Citing findings from MS Health, the researchers noted that, "as of May 2015, there were 663 certified prescribers and 1,421 certified dispensers of mifepristone in Australia, although that does not mean that all are actively prescribing or dispensing." They added that the "numbers have increased in 2015 since the approval of the composite pack."
According to the researchers, "there are more certified prescribers and dispensers than the number of facilities providing abortion care ... [i]n every region of the country," even in "some of the more sparsely populated" areas. For example, "[i]n Queensland, there are 11 clinics providing first-trimester abortion care, primarily in and around Brisbane, while there are 102 certified prescribers and 272 certified dispensers, almost half of which are located outside of the metropolitan area," Grossman and Goldstone wrote.
Meanwhile, they noted that "Marie Stopes International's Australian clinics, one of the largest providers of abortion care in the country, still continue to stock mifepristone and misoprostol for on-site provision," with "approximately one third of women with a pregnancy up to 63 days' gestation" at the clinics opting for medication abortions in 2014.
How Prescription Mifepristone Could Affect Access in the U.S.
"Despite the hopes of many, it does not appear that there has been widespread uptake of medical abortion among US providers who were not already offering abortion care," the researchers wrote, noting that a 2007 analysis "found that almost all providers of medical abortion only were located within 50 miles of the nearest surgical abortion provider."

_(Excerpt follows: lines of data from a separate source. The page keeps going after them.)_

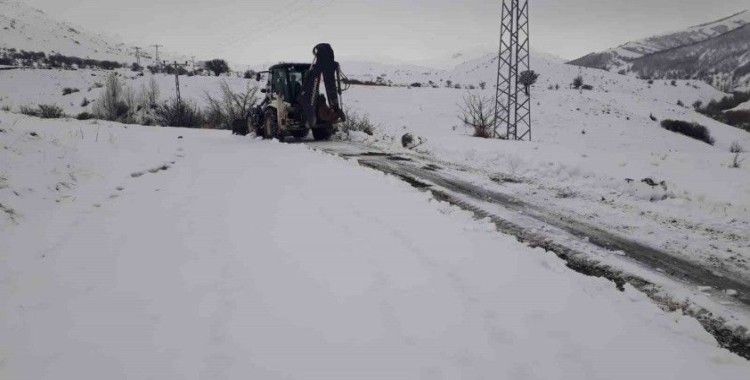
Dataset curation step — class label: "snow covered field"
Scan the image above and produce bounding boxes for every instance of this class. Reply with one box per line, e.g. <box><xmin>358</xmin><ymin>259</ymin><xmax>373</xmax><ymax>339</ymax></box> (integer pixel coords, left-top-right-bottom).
<box><xmin>0</xmin><ymin>69</ymin><xmax>250</xmax><ymax>117</ymax></box>
<box><xmin>0</xmin><ymin>113</ymin><xmax>750</xmax><ymax>379</ymax></box>
<box><xmin>0</xmin><ymin>58</ymin><xmax>750</xmax><ymax>290</ymax></box>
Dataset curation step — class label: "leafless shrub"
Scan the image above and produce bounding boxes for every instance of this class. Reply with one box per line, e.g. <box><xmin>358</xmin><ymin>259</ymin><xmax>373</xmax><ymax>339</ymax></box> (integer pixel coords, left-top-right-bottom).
<box><xmin>729</xmin><ymin>141</ymin><xmax>745</xmax><ymax>153</ymax></box>
<box><xmin>730</xmin><ymin>152</ymin><xmax>745</xmax><ymax>169</ymax></box>
<box><xmin>20</xmin><ymin>104</ymin><xmax>65</xmax><ymax>119</ymax></box>
<box><xmin>206</xmin><ymin>81</ymin><xmax>258</xmax><ymax>129</ymax></box>
<box><xmin>93</xmin><ymin>73</ymin><xmax>133</xmax><ymax>121</ymax></box>
<box><xmin>138</xmin><ymin>77</ymin><xmax>159</xmax><ymax>109</ymax></box>
<box><xmin>39</xmin><ymin>104</ymin><xmax>65</xmax><ymax>119</ymax></box>
<box><xmin>155</xmin><ymin>99</ymin><xmax>205</xmax><ymax>128</ymax></box>
<box><xmin>459</xmin><ymin>94</ymin><xmax>495</xmax><ymax>138</ymax></box>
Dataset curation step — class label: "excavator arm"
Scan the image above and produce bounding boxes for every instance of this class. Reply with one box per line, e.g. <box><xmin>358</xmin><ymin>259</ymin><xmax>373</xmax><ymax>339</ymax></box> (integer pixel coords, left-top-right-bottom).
<box><xmin>300</xmin><ymin>44</ymin><xmax>346</xmax><ymax>128</ymax></box>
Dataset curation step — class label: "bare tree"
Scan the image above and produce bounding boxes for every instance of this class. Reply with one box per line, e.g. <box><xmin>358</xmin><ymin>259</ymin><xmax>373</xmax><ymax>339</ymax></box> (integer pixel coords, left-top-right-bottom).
<box><xmin>459</xmin><ymin>94</ymin><xmax>495</xmax><ymax>139</ymax></box>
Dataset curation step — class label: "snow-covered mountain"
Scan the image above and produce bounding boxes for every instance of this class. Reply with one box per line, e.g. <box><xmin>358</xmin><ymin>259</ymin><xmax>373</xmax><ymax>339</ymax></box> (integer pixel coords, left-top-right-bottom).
<box><xmin>0</xmin><ymin>0</ymin><xmax>133</xmax><ymax>61</ymax></box>
<box><xmin>570</xmin><ymin>10</ymin><xmax>750</xmax><ymax>90</ymax></box>
<box><xmin>0</xmin><ymin>0</ymin><xmax>185</xmax><ymax>64</ymax></box>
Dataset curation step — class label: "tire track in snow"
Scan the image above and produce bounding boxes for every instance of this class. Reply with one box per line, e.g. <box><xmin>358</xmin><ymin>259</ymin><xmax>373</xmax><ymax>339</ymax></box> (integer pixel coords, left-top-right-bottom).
<box><xmin>309</xmin><ymin>143</ymin><xmax>750</xmax><ymax>359</ymax></box>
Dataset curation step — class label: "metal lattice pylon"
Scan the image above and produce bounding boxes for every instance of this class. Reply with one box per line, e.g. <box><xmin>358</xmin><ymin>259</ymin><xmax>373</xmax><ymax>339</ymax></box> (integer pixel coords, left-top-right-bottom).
<box><xmin>494</xmin><ymin>0</ymin><xmax>531</xmax><ymax>140</ymax></box>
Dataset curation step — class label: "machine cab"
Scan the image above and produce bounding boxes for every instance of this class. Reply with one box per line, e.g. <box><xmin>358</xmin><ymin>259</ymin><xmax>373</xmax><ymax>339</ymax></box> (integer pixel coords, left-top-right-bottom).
<box><xmin>267</xmin><ymin>63</ymin><xmax>310</xmax><ymax>105</ymax></box>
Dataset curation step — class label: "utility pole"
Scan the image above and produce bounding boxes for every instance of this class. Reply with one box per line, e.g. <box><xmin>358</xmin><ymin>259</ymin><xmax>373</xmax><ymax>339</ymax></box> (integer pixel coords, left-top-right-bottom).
<box><xmin>494</xmin><ymin>0</ymin><xmax>531</xmax><ymax>141</ymax></box>
<box><xmin>133</xmin><ymin>46</ymin><xmax>141</xmax><ymax>66</ymax></box>
<box><xmin>151</xmin><ymin>44</ymin><xmax>164</xmax><ymax>65</ymax></box>
<box><xmin>174</xmin><ymin>61</ymin><xmax>187</xmax><ymax>104</ymax></box>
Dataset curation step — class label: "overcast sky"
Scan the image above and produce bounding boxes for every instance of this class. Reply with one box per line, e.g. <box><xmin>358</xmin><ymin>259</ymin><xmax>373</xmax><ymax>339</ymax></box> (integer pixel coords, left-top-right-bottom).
<box><xmin>26</xmin><ymin>0</ymin><xmax>750</xmax><ymax>63</ymax></box>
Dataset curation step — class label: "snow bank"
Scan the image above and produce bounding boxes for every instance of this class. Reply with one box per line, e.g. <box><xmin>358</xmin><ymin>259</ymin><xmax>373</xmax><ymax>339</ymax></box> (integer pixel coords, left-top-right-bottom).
<box><xmin>0</xmin><ymin>113</ymin><xmax>750</xmax><ymax>379</ymax></box>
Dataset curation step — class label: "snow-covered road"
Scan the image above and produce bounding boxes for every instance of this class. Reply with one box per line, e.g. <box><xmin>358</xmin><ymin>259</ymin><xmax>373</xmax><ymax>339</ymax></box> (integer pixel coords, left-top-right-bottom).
<box><xmin>0</xmin><ymin>114</ymin><xmax>750</xmax><ymax>379</ymax></box>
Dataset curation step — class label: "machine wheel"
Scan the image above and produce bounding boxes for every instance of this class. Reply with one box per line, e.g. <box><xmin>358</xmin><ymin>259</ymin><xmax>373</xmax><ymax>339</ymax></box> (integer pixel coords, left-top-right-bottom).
<box><xmin>262</xmin><ymin>109</ymin><xmax>279</xmax><ymax>139</ymax></box>
<box><xmin>313</xmin><ymin>127</ymin><xmax>333</xmax><ymax>141</ymax></box>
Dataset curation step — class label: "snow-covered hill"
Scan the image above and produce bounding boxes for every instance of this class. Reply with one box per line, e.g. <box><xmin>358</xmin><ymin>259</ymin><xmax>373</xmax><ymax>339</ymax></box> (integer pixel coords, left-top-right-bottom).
<box><xmin>0</xmin><ymin>114</ymin><xmax>750</xmax><ymax>380</ymax></box>
<box><xmin>0</xmin><ymin>0</ymin><xmax>133</xmax><ymax>62</ymax></box>
<box><xmin>0</xmin><ymin>0</ymin><xmax>185</xmax><ymax>63</ymax></box>
<box><xmin>571</xmin><ymin>11</ymin><xmax>750</xmax><ymax>88</ymax></box>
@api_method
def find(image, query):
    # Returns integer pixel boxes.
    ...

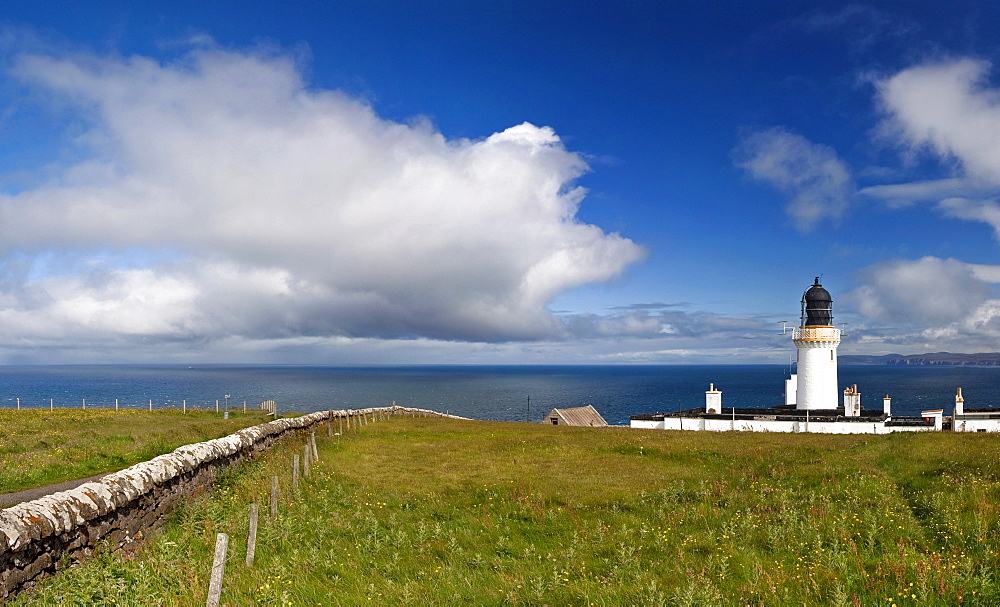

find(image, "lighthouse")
[792,276,840,410]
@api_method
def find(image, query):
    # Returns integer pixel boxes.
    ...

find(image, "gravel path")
[0,472,110,508]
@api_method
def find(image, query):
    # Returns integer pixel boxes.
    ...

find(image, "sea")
[0,365,1000,425]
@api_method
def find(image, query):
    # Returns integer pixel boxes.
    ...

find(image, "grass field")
[15,418,1000,606]
[0,408,265,493]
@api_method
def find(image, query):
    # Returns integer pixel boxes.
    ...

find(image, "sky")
[0,0,1000,365]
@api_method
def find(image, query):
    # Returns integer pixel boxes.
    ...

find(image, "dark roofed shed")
[542,405,608,426]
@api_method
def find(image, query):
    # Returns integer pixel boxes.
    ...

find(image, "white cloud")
[877,58,1000,185]
[0,42,643,352]
[845,256,994,327]
[734,128,854,231]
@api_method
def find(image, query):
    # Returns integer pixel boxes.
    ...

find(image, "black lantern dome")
[802,276,833,327]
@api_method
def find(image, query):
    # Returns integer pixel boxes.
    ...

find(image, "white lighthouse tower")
[792,277,840,409]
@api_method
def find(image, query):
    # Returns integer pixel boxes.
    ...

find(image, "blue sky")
[0,1,1000,364]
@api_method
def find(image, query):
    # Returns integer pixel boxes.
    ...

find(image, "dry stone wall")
[0,411,334,601]
[0,405,466,602]
[0,405,466,602]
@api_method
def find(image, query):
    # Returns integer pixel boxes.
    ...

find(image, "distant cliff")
[837,352,1000,366]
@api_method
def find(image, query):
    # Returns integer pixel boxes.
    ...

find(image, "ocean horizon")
[0,364,1000,425]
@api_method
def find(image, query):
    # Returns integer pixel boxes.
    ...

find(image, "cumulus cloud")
[846,256,994,327]
[0,48,643,352]
[734,127,854,232]
[877,58,1000,185]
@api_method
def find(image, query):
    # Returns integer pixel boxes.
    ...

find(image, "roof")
[542,405,608,426]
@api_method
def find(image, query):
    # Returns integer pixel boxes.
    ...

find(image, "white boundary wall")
[630,417,932,434]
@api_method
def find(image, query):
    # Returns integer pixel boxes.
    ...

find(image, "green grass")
[15,419,1000,606]
[0,408,269,493]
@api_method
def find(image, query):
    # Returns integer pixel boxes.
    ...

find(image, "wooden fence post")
[271,476,278,518]
[247,504,257,567]
[302,438,312,476]
[205,533,229,607]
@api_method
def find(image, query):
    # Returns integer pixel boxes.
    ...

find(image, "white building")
[630,278,1000,434]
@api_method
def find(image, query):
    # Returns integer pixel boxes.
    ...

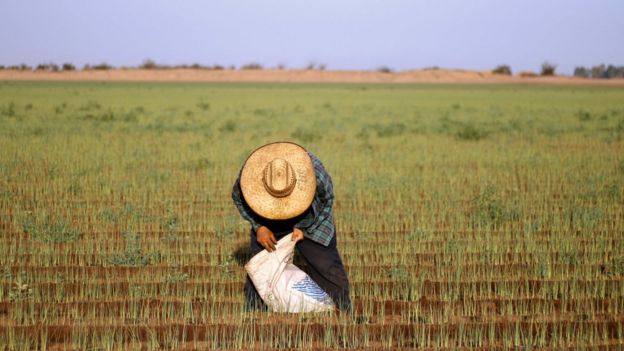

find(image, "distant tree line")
[0,59,327,72]
[574,63,624,79]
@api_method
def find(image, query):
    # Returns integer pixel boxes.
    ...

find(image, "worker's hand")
[292,228,303,241]
[256,226,277,252]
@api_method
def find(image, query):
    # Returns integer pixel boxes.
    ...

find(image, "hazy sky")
[0,0,624,74]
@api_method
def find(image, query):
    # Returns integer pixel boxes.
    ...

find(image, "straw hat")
[240,142,316,219]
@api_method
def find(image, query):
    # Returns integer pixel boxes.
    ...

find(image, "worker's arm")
[295,155,334,245]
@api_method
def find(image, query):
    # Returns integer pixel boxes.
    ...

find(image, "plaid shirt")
[232,151,336,246]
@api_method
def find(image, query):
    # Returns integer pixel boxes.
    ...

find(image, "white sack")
[245,233,334,313]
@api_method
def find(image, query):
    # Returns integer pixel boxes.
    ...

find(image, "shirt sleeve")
[295,155,334,234]
[232,174,262,232]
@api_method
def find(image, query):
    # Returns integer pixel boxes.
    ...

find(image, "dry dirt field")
[0,69,624,86]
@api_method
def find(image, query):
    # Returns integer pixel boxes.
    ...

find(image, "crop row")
[0,320,624,349]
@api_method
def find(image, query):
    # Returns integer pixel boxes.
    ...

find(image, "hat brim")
[240,142,316,220]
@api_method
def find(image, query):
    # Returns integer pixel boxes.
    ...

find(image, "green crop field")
[0,81,624,350]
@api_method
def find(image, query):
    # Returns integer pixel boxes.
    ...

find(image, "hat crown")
[262,158,297,197]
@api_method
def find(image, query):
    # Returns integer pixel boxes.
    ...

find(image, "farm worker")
[232,142,352,311]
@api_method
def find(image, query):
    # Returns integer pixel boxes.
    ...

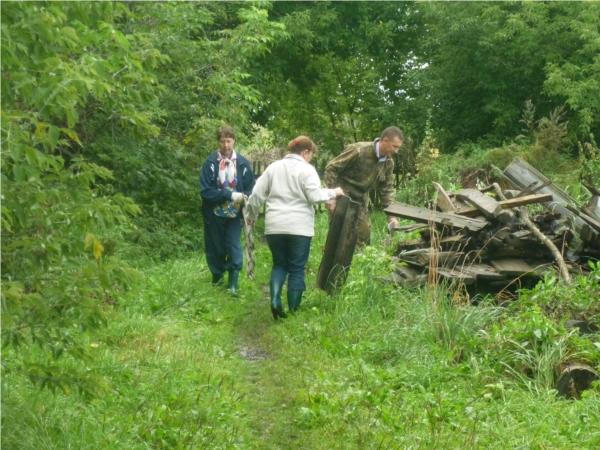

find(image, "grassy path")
[2,213,600,450]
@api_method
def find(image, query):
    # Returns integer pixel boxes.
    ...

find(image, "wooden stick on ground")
[519,206,571,286]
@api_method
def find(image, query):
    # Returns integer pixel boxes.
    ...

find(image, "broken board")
[384,202,489,231]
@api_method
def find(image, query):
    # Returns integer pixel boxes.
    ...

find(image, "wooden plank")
[490,258,534,277]
[394,265,421,280]
[384,202,489,231]
[437,268,475,286]
[490,258,554,277]
[433,182,456,213]
[454,189,502,218]
[456,194,552,217]
[503,157,585,233]
[517,180,552,197]
[316,195,360,294]
[393,223,429,233]
[460,263,506,280]
[567,205,600,231]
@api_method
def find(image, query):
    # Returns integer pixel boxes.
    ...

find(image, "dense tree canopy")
[1,2,600,394]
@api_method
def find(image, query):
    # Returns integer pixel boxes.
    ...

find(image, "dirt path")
[235,286,300,449]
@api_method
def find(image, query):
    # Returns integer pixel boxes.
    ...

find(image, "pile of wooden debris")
[384,158,600,291]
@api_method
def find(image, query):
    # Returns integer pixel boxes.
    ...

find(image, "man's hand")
[231,192,244,205]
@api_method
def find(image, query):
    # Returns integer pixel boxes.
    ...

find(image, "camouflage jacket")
[324,139,394,208]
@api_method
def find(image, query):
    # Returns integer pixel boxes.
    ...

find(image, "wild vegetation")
[1,2,600,449]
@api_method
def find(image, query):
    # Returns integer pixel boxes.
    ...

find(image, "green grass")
[2,213,600,449]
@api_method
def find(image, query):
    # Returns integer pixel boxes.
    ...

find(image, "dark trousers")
[267,234,312,291]
[204,214,244,275]
[327,203,371,247]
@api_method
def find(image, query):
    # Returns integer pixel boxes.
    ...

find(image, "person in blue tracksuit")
[200,125,255,297]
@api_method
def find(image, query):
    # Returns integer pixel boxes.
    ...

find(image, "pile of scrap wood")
[383,158,600,291]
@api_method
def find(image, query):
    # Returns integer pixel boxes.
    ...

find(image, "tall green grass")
[2,213,600,450]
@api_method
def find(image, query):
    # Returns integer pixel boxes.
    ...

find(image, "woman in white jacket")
[247,136,344,320]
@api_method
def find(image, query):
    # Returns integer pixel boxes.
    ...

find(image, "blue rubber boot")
[212,273,223,286]
[269,280,287,320]
[288,289,304,313]
[229,270,240,298]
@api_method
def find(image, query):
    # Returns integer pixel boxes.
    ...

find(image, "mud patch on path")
[239,343,270,362]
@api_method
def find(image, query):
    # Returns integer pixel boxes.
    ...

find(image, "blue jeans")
[204,214,244,275]
[267,234,312,291]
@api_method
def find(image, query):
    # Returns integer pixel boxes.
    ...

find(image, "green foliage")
[423,2,599,147]
[2,2,159,394]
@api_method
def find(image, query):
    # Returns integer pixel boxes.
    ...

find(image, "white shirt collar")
[217,150,237,161]
[284,153,306,162]
[375,141,387,162]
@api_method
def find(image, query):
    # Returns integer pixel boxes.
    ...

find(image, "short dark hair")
[381,127,404,142]
[288,136,317,155]
[217,125,235,141]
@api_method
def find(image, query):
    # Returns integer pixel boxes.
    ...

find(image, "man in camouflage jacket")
[324,127,404,245]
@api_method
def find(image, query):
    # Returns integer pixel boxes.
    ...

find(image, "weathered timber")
[564,320,600,334]
[384,202,489,231]
[398,234,471,252]
[519,206,571,285]
[399,248,478,267]
[456,194,552,217]
[394,223,429,233]
[556,364,600,399]
[317,195,359,294]
[433,182,456,214]
[510,230,532,239]
[504,157,584,233]
[460,263,506,280]
[394,264,421,280]
[436,267,475,286]
[490,258,552,277]
[454,189,502,218]
[377,272,428,289]
[567,205,600,231]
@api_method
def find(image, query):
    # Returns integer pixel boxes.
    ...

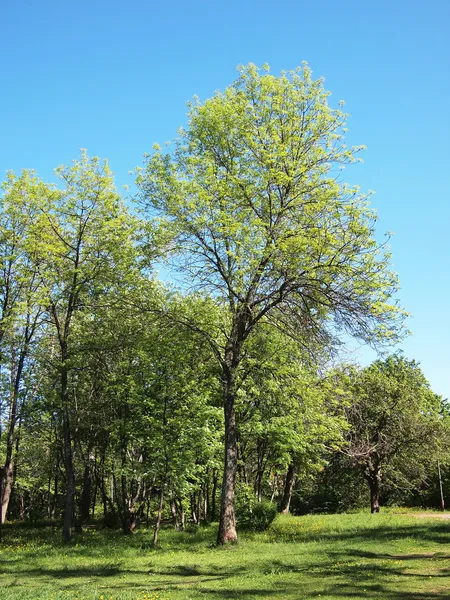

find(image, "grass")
[0,512,450,600]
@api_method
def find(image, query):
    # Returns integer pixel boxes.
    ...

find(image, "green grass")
[0,512,450,600]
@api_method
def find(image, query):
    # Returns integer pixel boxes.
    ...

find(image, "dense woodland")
[0,65,449,544]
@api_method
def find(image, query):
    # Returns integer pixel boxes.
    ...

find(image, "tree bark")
[153,482,164,546]
[366,470,381,514]
[0,346,29,524]
[217,370,237,545]
[80,458,92,523]
[61,358,75,542]
[280,462,295,515]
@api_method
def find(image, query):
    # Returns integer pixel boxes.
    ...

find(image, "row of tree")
[0,65,446,543]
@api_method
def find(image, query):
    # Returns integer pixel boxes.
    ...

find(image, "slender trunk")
[80,459,92,523]
[217,369,237,544]
[191,494,198,525]
[153,482,164,546]
[211,469,217,521]
[61,360,75,542]
[0,342,28,524]
[369,477,380,514]
[280,462,295,515]
[364,468,381,514]
[170,500,178,530]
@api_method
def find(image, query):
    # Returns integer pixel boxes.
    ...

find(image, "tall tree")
[0,171,47,525]
[33,151,133,541]
[137,65,402,544]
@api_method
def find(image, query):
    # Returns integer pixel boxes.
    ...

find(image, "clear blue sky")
[0,0,450,396]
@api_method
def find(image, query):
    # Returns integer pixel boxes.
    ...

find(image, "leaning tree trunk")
[61,360,75,542]
[280,462,295,515]
[0,342,28,524]
[217,371,237,544]
[366,470,381,514]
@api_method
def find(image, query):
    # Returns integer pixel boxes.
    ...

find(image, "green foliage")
[0,512,450,600]
[236,483,277,531]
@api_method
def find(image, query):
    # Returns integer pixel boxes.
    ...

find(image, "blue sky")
[0,0,450,396]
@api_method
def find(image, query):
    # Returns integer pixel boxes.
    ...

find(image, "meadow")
[0,511,450,600]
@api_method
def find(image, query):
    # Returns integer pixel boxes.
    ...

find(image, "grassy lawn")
[0,513,450,600]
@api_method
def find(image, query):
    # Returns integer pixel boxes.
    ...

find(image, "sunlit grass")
[0,511,450,600]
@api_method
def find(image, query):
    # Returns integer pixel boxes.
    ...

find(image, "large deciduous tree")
[138,65,402,544]
[32,151,134,541]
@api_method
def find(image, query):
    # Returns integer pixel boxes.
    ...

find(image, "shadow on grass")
[0,521,450,600]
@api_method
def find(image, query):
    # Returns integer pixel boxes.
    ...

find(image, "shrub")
[236,484,277,531]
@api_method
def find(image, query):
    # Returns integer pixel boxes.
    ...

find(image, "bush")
[236,484,277,531]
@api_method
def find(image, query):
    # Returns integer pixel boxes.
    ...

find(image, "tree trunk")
[280,462,295,515]
[61,360,75,542]
[217,370,237,544]
[153,482,164,546]
[0,350,28,524]
[369,477,380,514]
[365,469,381,514]
[170,500,178,531]
[211,469,217,521]
[80,459,92,523]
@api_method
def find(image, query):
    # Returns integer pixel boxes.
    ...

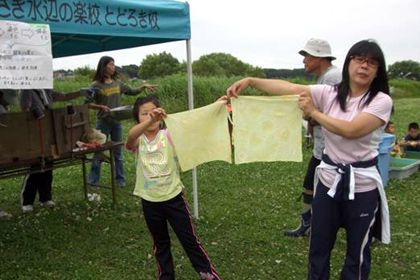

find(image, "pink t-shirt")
[310,85,392,192]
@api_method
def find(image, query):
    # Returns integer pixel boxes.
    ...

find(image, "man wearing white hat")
[0,89,19,218]
[284,38,341,237]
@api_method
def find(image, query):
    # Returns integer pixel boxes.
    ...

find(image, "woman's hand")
[216,95,229,105]
[299,92,316,118]
[226,78,250,98]
[99,105,111,113]
[139,84,156,92]
[149,108,167,122]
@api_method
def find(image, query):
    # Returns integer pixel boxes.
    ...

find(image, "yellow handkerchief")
[165,102,232,171]
[232,95,302,164]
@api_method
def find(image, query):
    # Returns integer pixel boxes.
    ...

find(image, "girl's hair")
[93,56,119,83]
[336,39,389,112]
[133,94,160,123]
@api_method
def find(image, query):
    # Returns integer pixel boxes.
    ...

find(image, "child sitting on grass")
[400,122,420,152]
[385,121,402,157]
[126,95,220,280]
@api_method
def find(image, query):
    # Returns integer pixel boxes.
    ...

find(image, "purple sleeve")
[362,92,392,123]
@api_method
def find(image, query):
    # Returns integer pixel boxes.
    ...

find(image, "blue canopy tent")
[0,0,198,218]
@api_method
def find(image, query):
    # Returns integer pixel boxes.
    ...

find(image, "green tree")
[193,53,265,77]
[388,60,420,81]
[138,52,180,79]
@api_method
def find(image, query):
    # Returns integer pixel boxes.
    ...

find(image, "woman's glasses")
[350,55,379,68]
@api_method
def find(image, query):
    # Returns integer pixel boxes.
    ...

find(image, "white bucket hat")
[299,38,335,60]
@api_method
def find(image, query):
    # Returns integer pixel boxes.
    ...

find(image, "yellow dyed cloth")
[232,95,302,164]
[165,102,232,171]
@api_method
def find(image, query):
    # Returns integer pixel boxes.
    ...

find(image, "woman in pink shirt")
[227,40,392,280]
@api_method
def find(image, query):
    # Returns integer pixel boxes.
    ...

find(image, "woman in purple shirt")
[227,40,392,280]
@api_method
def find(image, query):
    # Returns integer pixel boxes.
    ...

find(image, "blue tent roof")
[0,0,191,58]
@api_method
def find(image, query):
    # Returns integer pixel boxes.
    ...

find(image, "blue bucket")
[378,133,395,187]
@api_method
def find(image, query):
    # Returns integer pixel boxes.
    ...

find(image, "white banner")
[0,20,53,89]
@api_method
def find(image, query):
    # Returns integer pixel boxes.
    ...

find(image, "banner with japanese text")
[0,20,53,89]
[0,0,191,58]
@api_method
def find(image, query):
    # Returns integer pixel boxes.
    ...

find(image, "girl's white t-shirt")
[310,85,392,192]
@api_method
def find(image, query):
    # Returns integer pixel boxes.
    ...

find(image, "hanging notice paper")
[0,20,53,89]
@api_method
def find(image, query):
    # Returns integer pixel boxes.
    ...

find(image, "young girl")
[126,95,220,280]
[88,56,154,187]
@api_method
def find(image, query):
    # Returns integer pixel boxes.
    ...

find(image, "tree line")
[59,52,420,81]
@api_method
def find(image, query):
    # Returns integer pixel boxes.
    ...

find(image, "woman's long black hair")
[93,56,119,83]
[337,40,389,112]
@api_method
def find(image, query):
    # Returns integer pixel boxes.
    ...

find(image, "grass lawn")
[0,98,420,280]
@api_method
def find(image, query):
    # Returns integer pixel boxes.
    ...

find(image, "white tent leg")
[186,39,198,219]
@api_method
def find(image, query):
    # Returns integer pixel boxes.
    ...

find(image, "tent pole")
[186,39,198,219]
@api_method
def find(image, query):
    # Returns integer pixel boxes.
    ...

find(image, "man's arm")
[52,90,82,102]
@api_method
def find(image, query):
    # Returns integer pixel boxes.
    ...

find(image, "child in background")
[385,121,402,157]
[88,56,154,187]
[126,95,221,280]
[400,122,420,152]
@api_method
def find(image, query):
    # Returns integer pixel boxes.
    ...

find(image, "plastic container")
[378,133,395,187]
[389,158,420,179]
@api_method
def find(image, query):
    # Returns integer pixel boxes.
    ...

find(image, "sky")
[53,0,420,70]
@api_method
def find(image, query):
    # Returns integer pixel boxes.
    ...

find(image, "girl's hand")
[216,95,229,105]
[139,84,156,91]
[226,78,250,98]
[149,108,167,122]
[299,92,316,118]
[100,105,111,113]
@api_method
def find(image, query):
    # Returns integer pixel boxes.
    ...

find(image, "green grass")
[389,79,420,99]
[0,81,420,280]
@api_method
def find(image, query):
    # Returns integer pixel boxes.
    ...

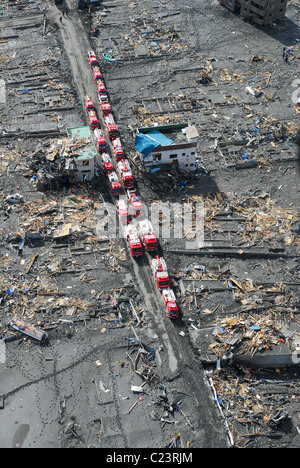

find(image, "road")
[47,0,227,448]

Grossman and Goldstone wrote that the reasons for the slow uptake "are not entirely clear," although they likely include restrictions that require physicians to deliver the medication on site, as well as abortion stigma. In addition, willing providers might be prevented from offering such care because of "implicit or explicit policies in their group practice or even in their facility lease that prevent them from offering these services" or because of "prohibitively expensive" malpractice insurance. Further, the researchers noted that several states impose "onerous facility requirements that make it difficult to provide the service" even if providers offer only medication abortion care.
Meanwhile, Grossman and Goldstone wrote that making mifepristone available via pharmacies through prescription "could have a significant impact on access to medical abortion" in the U.S. They wrote, "Even if the increase in the number of providers were less modest than in Australia, prescription access would greatly facilitate the provision of medical abortion by telemedicine," such as by allowing "telemedicine to expand to facilities that do not stock mifepristone or possibly directly to women in their homes."
However, they noted that such policies could have the potential downside of making it more difficult for women who have easy access to clinics to get medication abortion if the clinics stop providing the drug on site, although the authors note that "[o]btaining medications at pharmacies is the standard way most patients obtain medicines" and so this "should not be an insurmountable barrier."
Grossman and Goldstone wrote that while altering mifepristone's regulatory status "may be complicated," the resulting "potential improvements in access to early medical abortion could be great -- both in terms of the number and distribution of providers, as well as the expansion of the use of telemedicine." They added, "The Australian experience should motivate the community of providers and advocates in the US to help make this dream a reality."